I have no doubt that the mindset, often dictated to us with no factual evidence, that we are too small, too poor and too stupid to run our own affairs is merely fear mongering.
We can survive. We can prosper.
Yet despite figures placing support for Welsh independence from anywhere between 3% and 35%, the illusive 50% remains just that…. illusive.
I’m all for the ideology that one must take the first step on every journey – however long. With the emergence of the progressive, organised and myth-busting YesCymru campaign, those steps are being tread.
But in honesty it’s unlikely that were Welsh people to be granted a referendum on becoming an independent nation a Yes vote would win. Not yet, anyway.
And even though this fact pains me, I believe positivity can come from a vote.

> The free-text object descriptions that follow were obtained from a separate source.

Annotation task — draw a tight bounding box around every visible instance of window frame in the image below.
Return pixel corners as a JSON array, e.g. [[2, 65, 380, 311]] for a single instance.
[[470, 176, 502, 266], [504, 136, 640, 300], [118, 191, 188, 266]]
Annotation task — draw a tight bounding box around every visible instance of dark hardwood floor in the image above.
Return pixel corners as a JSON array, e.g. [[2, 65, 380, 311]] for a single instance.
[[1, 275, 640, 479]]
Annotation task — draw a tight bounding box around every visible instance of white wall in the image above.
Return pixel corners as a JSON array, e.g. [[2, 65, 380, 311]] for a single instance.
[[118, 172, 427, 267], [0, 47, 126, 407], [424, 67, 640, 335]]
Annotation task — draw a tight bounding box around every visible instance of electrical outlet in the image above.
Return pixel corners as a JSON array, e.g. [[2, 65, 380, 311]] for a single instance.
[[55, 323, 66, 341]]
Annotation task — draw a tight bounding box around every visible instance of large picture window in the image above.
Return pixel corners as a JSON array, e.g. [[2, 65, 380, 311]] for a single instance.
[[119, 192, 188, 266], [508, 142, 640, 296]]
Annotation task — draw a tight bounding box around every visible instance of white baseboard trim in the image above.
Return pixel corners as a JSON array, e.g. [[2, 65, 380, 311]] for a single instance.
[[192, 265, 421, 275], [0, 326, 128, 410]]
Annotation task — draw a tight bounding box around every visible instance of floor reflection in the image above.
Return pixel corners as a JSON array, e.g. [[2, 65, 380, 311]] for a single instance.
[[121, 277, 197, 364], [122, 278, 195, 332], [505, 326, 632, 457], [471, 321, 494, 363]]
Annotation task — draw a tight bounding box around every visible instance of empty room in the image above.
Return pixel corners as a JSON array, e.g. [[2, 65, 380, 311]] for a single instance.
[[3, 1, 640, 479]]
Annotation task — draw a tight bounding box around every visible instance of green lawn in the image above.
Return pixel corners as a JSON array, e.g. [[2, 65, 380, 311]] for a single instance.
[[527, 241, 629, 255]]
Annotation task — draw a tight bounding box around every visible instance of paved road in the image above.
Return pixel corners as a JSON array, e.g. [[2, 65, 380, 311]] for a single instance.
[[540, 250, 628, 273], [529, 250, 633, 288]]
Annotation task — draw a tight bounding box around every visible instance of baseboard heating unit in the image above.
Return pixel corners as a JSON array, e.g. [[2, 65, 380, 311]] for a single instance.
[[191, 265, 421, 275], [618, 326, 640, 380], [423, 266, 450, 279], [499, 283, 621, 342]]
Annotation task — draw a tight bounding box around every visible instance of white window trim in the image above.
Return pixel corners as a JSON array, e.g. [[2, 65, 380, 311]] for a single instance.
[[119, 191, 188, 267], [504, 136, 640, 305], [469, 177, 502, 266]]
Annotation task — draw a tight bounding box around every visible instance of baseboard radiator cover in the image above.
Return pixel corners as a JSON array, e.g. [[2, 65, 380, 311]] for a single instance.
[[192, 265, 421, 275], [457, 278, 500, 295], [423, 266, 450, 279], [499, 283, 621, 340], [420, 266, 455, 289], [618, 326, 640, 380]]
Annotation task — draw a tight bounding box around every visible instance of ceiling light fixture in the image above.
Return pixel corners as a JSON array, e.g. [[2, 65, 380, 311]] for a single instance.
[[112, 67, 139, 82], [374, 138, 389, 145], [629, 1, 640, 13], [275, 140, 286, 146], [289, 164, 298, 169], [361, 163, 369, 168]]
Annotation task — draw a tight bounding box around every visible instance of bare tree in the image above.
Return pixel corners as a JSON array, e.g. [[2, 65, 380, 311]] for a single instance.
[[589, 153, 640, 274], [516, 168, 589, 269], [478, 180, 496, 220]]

A vote will show the rest of the world that there are numbers much larger than previously thought supporting Wales’ quest for home rule. It will bring new ideas to the fore and discussions will be had. It will, at the very least, prove many of the myths about being too poor etc as false. For the first time, the Anglo-centric media will take note of Wales. It will undoubtedly attempt to smear any campaign for independence but Wales will be mentioned.

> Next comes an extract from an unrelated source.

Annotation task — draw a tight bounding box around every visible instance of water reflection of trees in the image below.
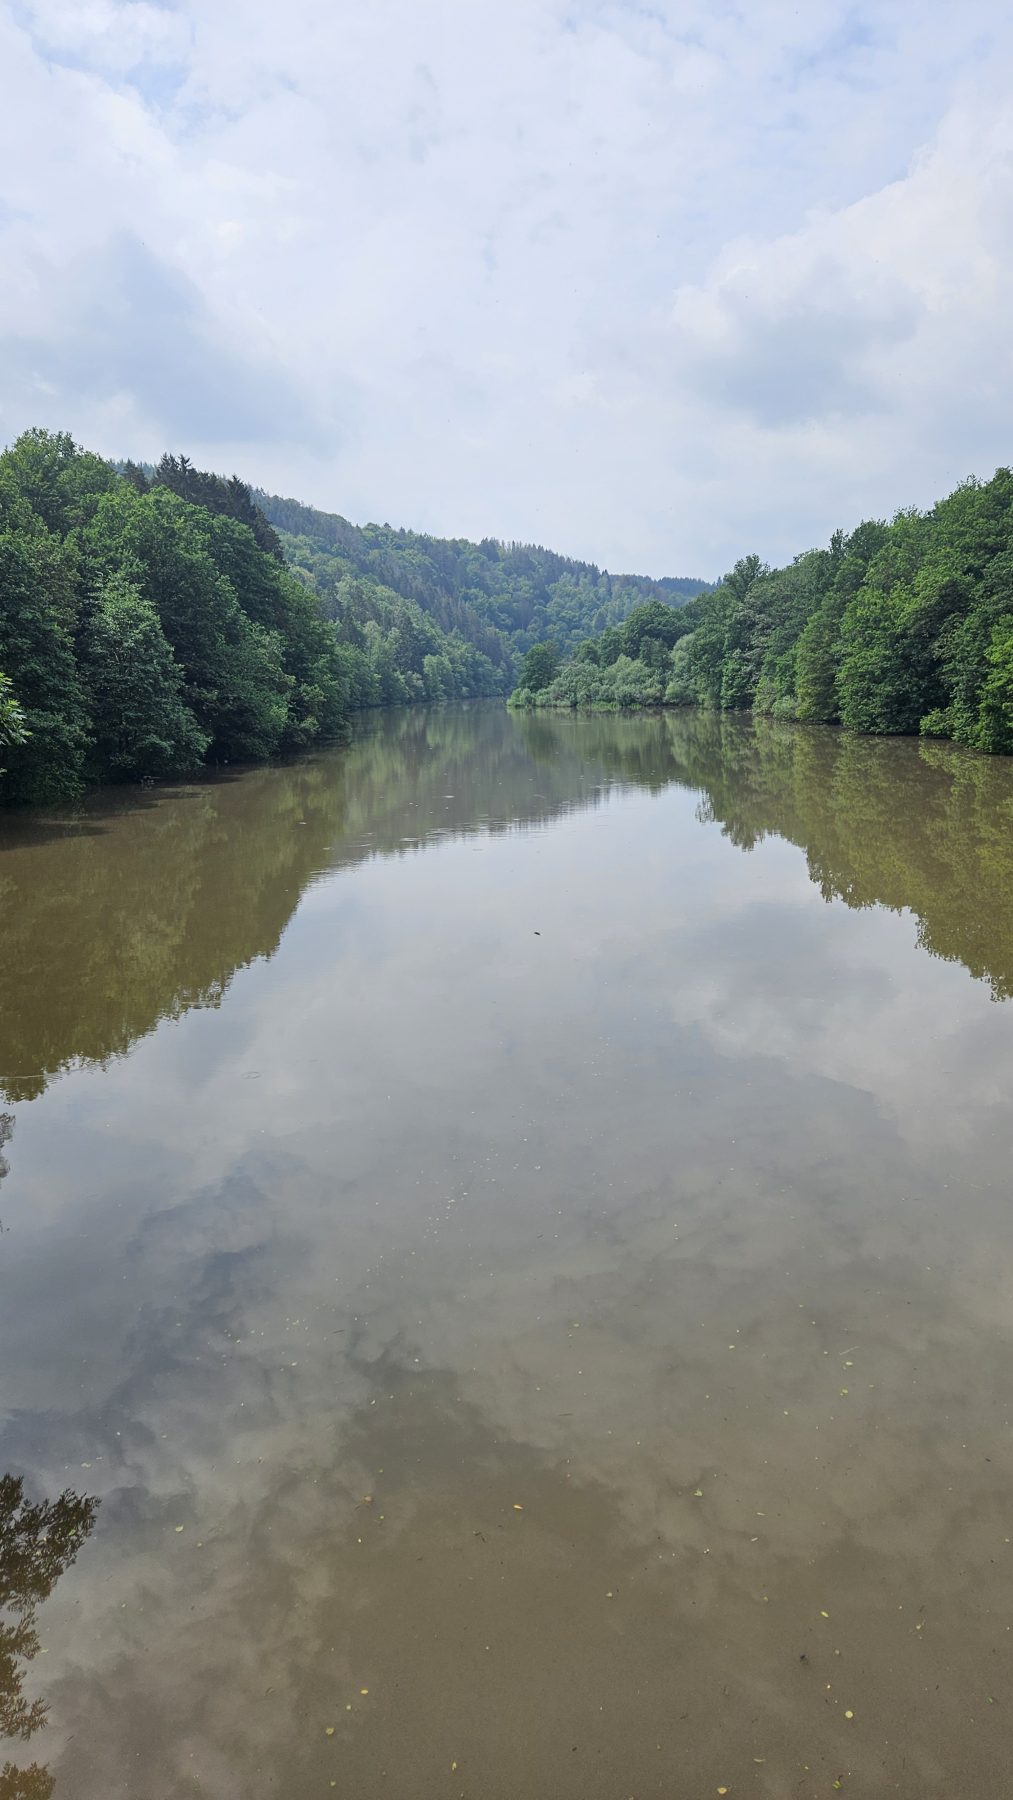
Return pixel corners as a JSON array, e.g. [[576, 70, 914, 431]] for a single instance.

A vote will ensure our neighbours understand that Wales is not a retirement home and entertainment park. It will show that the diverse needs of those who call Wales their home are understood and accounted for. We might even get a “pledge” from our Westminster guardians that will eventually become another optimistic bill tossed into a bin!
The Scottish independence referendum saw around an 85% voting turnout – the highest since the laws around suffrage were normalised. Visitors to and residents of Scotland supporting both sides of the referendum spoke of a nation invigorated with peaceful debate and friendly banter. The nation understood itself and listened to itself. It awoke.
Wales can awaken.
When you meet someone supporting Welsh independence, there’s always an elephant in the room…. for me, anyway.

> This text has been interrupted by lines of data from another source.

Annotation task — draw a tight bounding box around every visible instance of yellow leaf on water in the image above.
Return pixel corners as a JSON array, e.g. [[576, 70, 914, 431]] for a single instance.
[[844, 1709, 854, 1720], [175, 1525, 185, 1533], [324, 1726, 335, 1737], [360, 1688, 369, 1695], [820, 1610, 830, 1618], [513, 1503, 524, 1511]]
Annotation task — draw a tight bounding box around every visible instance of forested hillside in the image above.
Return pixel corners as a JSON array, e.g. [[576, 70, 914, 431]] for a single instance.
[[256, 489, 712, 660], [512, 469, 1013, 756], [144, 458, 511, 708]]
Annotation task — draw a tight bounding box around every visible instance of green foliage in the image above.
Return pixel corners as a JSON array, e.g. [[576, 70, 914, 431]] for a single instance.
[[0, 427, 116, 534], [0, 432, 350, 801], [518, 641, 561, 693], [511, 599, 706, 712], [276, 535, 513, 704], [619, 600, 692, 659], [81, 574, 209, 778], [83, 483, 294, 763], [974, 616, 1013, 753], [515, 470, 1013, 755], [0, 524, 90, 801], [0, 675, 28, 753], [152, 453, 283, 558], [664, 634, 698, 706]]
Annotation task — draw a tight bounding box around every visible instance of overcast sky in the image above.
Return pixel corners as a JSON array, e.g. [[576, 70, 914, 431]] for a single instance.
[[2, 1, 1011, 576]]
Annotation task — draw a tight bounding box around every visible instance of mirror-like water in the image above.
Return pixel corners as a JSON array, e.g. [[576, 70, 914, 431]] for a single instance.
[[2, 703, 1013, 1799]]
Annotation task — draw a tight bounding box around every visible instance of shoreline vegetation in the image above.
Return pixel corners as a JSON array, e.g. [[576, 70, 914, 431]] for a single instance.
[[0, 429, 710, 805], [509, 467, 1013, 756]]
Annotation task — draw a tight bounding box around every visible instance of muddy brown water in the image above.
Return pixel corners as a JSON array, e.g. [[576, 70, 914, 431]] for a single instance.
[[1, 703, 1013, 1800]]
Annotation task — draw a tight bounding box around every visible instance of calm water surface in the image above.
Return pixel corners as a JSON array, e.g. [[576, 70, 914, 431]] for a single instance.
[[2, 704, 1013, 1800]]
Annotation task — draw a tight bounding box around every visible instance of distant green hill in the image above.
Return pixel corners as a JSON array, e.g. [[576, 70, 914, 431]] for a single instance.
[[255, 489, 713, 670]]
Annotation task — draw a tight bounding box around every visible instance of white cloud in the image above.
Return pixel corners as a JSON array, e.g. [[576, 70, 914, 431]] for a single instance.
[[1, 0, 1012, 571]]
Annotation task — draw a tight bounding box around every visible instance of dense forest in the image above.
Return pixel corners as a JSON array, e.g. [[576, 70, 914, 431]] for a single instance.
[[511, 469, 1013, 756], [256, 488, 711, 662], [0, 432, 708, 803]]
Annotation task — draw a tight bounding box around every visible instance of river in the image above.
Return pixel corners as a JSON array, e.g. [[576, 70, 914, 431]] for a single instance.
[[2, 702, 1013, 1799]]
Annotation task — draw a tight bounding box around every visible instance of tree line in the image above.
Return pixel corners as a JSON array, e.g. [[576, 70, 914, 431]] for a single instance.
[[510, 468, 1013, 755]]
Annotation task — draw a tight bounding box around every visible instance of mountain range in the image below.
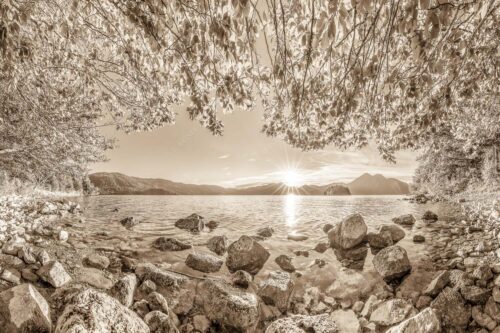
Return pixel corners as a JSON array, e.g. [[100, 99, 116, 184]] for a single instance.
[[89, 172, 410, 195]]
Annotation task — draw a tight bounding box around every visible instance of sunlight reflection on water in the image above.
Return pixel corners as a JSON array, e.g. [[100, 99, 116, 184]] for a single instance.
[[284, 194, 299, 227]]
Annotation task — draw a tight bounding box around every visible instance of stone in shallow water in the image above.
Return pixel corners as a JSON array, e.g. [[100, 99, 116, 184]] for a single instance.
[[153, 237, 192, 251], [257, 227, 274, 238], [207, 235, 228, 255], [174, 213, 204, 233], [422, 211, 438, 221], [412, 235, 425, 243], [392, 214, 416, 226], [275, 254, 296, 272], [55, 288, 149, 333], [0, 284, 52, 333], [226, 235, 270, 275], [120, 216, 139, 229], [430, 287, 470, 329], [366, 230, 393, 249], [198, 279, 259, 331], [328, 213, 367, 250], [370, 299, 413, 326], [258, 271, 295, 313], [37, 261, 72, 288], [287, 234, 309, 241], [314, 242, 329, 253], [185, 252, 223, 273], [84, 252, 110, 269], [372, 245, 411, 282], [265, 314, 338, 333], [386, 307, 440, 333], [379, 225, 406, 242]]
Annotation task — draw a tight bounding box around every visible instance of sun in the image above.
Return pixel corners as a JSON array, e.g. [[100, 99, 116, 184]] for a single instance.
[[283, 169, 302, 187]]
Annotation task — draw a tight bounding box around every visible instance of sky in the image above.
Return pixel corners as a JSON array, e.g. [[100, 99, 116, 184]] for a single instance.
[[91, 105, 419, 187]]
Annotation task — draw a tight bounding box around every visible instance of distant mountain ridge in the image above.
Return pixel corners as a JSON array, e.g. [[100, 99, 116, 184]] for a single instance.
[[89, 172, 410, 195]]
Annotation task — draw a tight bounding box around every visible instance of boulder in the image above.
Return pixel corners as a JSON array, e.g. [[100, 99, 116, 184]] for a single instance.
[[185, 252, 223, 273], [84, 253, 110, 269], [206, 220, 219, 230], [422, 211, 438, 221], [0, 284, 52, 333], [17, 245, 36, 264], [372, 246, 411, 282], [366, 231, 393, 249], [370, 299, 413, 326], [174, 214, 204, 233], [207, 235, 228, 256], [392, 214, 416, 226], [423, 270, 450, 297], [472, 306, 497, 331], [144, 310, 179, 333], [460, 285, 490, 304], [153, 237, 192, 251], [328, 213, 367, 250], [147, 291, 170, 313], [74, 267, 113, 290], [379, 225, 406, 242], [430, 287, 470, 329], [226, 235, 270, 275], [55, 288, 149, 333], [386, 307, 441, 333], [197, 279, 259, 331], [265, 314, 338, 333], [275, 254, 296, 272], [413, 235, 425, 243], [36, 261, 72, 288], [484, 296, 500, 322], [232, 270, 252, 289], [329, 309, 360, 333], [120, 216, 139, 229], [258, 271, 294, 313], [1, 268, 21, 285], [110, 274, 137, 307]]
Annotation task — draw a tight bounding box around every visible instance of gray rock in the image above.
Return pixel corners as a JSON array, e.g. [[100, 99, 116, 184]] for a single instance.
[[484, 296, 500, 321], [232, 270, 252, 289], [323, 224, 334, 233], [153, 237, 192, 251], [422, 211, 438, 221], [471, 264, 493, 282], [386, 307, 441, 333], [265, 314, 338, 333], [257, 227, 274, 238], [366, 230, 393, 249], [147, 291, 170, 313], [55, 288, 149, 333], [328, 213, 367, 250], [135, 263, 188, 288], [17, 245, 36, 264], [258, 271, 294, 313], [379, 225, 406, 242], [174, 214, 204, 233], [84, 253, 110, 269], [74, 266, 113, 290], [472, 306, 497, 331], [110, 274, 137, 307], [198, 279, 259, 331], [372, 245, 411, 282], [275, 254, 296, 272], [144, 310, 179, 333], [329, 309, 360, 333], [1, 268, 21, 285], [185, 252, 223, 273], [370, 298, 413, 326], [226, 235, 270, 275], [207, 235, 228, 256], [430, 287, 470, 329], [0, 284, 51, 333], [120, 216, 139, 229], [460, 285, 490, 304], [36, 261, 72, 288], [413, 235, 425, 243], [423, 270, 450, 297], [392, 214, 416, 226], [287, 234, 308, 241], [206, 220, 219, 230], [314, 242, 329, 253]]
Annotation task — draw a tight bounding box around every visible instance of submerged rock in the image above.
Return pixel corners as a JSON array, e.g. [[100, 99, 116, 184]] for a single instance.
[[265, 314, 338, 333], [392, 214, 416, 226], [328, 213, 367, 250], [185, 252, 223, 273], [413, 235, 425, 243], [55, 288, 149, 333], [206, 220, 219, 230], [0, 284, 52, 333], [120, 216, 139, 229], [386, 307, 441, 333], [258, 271, 295, 313], [226, 235, 270, 275], [207, 235, 228, 255], [257, 227, 274, 238], [422, 211, 438, 221], [198, 279, 260, 331], [36, 261, 72, 288], [372, 245, 411, 282], [275, 254, 296, 272], [153, 237, 192, 251], [314, 242, 329, 253], [174, 213, 204, 233], [287, 234, 308, 241]]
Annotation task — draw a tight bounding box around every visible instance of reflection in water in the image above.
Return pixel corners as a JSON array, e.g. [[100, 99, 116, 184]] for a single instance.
[[284, 194, 299, 227]]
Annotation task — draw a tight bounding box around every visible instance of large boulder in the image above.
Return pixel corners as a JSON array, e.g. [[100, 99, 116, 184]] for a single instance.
[[328, 213, 367, 250], [174, 214, 204, 233], [110, 274, 137, 307], [265, 314, 338, 333], [392, 214, 416, 226], [0, 284, 52, 333], [386, 307, 441, 333], [185, 252, 223, 273], [372, 245, 411, 282], [55, 288, 149, 333], [258, 271, 295, 313], [207, 235, 228, 255], [226, 235, 270, 275], [153, 237, 192, 251], [197, 279, 259, 331], [36, 261, 72, 288], [370, 299, 413, 326], [430, 287, 470, 329]]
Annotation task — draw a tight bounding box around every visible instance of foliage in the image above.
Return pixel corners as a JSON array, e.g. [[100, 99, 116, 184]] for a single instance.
[[0, 0, 498, 189]]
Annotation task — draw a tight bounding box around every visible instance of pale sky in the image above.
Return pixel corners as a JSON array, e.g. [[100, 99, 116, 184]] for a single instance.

We always talk of factual inaccuracies fed to our docile nation and discuss the vast benefits of running our own country – economic, social, cultural and otherwise. We speak of campaigning and raising the profile of YesCymru. We speak of getting the word out that discussion is key and that indy-curiosity is a natural and empowering state of mind to possess.
But we do not talk about losing a referendum.
Does ignoring this fact mean that we are victims of a positive mental attitude or that are we simply not prepared to accept what, in honesty, is the likely outcome?
Are we secretly hoping that going as far as a referendum on independence will render anything short of independence as fair and acceptable? More devolution perhaps? Our own legal system, bank and media? Are we bartering?
We might lose. These’s a decent chance of it, in fact. But it would set the wheels in motion to prove to our guardians that we are not too small, we are not too poor and we are not too stupid to put the vast and peculiar needs of our nation into the hands of those who live here. The people would awaken and see that striving for independence is not a nationalist dream but a nation’s deserved right.